1. the function $y = -16t^2 + 25$ represents the height $y$ (in feet) of a pinecone $t$ seconds after falling from a tree. (section 8.2)

a. after how many seconds does the pinecone hit the ground?
b. a second pinecone falls from a height of 36 feet. which pinecone hits the ground in the least amount of time? explain.

Explanation:

Part (a)

Step1: Set \( y = 0 \) (ground level)

When the pinecone hits the ground, its height \( y = 0 \). So we set up the equation:
\( 0=-16t^{2}+25 \)

Step2: Solve for \( t \)

First, rearrange the equation:
\( 16t^{2}=25 \)
Then, divide both sides by 16:
\( t^{2}=\frac{25}{16} \)
Take the square root of both sides. Since time \( t\geq0 \), we consider the positive square root:
\( t = \sqrt{\frac{25}{16}}=\frac{5}{4} = 1.25\)

Part (b)

Step1: Find the function for the second pinecone

The height function for a falling object (assuming no air resistance) is \( y=-16t^{2}+h_{0} \), where \( h_{0} \) is the initial height. For the second pinecone, \( h_{0} = 36 \), so its height function is \( y=-16t^{2}+36 \).

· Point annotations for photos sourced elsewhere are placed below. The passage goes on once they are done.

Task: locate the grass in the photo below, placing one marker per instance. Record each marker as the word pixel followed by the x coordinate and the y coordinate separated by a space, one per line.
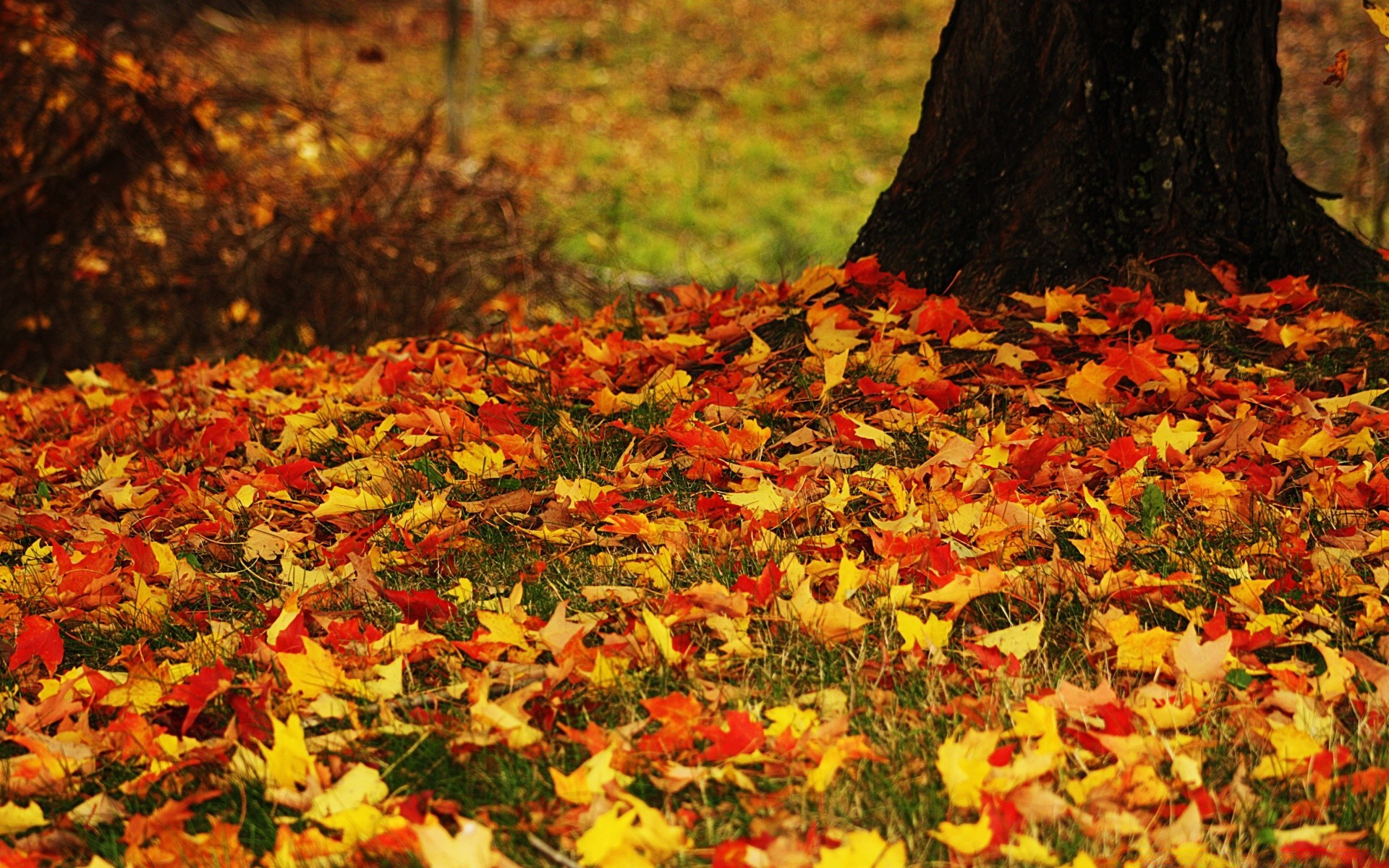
pixel 723 142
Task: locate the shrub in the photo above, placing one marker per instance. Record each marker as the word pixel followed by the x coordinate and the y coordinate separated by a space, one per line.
pixel 150 216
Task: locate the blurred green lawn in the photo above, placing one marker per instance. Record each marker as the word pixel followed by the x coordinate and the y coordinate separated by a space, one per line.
pixel 718 140
pixel 681 139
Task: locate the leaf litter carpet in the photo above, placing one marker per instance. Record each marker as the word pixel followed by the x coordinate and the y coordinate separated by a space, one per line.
pixel 828 573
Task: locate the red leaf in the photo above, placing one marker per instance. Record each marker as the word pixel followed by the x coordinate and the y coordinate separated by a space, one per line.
pixel 739 735
pixel 420 605
pixel 200 689
pixel 677 714
pixel 41 638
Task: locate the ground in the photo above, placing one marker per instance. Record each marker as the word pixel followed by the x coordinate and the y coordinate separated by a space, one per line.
pixel 815 574
pixel 723 142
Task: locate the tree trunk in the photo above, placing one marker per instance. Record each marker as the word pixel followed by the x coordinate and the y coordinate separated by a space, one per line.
pixel 1069 139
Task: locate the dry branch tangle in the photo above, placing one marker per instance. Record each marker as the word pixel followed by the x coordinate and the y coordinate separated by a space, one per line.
pixel 289 555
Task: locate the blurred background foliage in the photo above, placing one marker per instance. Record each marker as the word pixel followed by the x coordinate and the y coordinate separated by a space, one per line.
pixel 184 179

Step2: Find when the second pinecone hits the ground

Set \( y = 0 \):
\( 0=-16t^{2}+36 \)
Rearrange:
\( 16t^{2}=36 \)
Divide by 16:
\( t^{2}=\frac{36}{16}=\frac{9}{4} \)
Take the positive square root (since \( t\geq0 \)):
\( t=\sqrt{\frac{9}{4}}=\frac{3}{2}=1.5 \)

Step3: Compare the times

The first pinecone hits the ground at \( t = 1.25 \) seconds, and the second at \( t = 1.5 \) seconds. Since \( 1.25<1.5 \), the first pinecone (from 25 feet) hits the ground in less time. This is because a lower initial height means the object has less distance to fall, so it takes less time (assuming the same acceleration due to gravity, modeled by the \( - 16t^{2}\) term).

Answer:

s:
a. \(\frac{5}{4}\) seconds (or 1.25 seconds)
b. The first pinecone (from 25 feet) hits the ground in the least amount of time because it takes 1.25 seconds, while the second takes 1.5 seconds.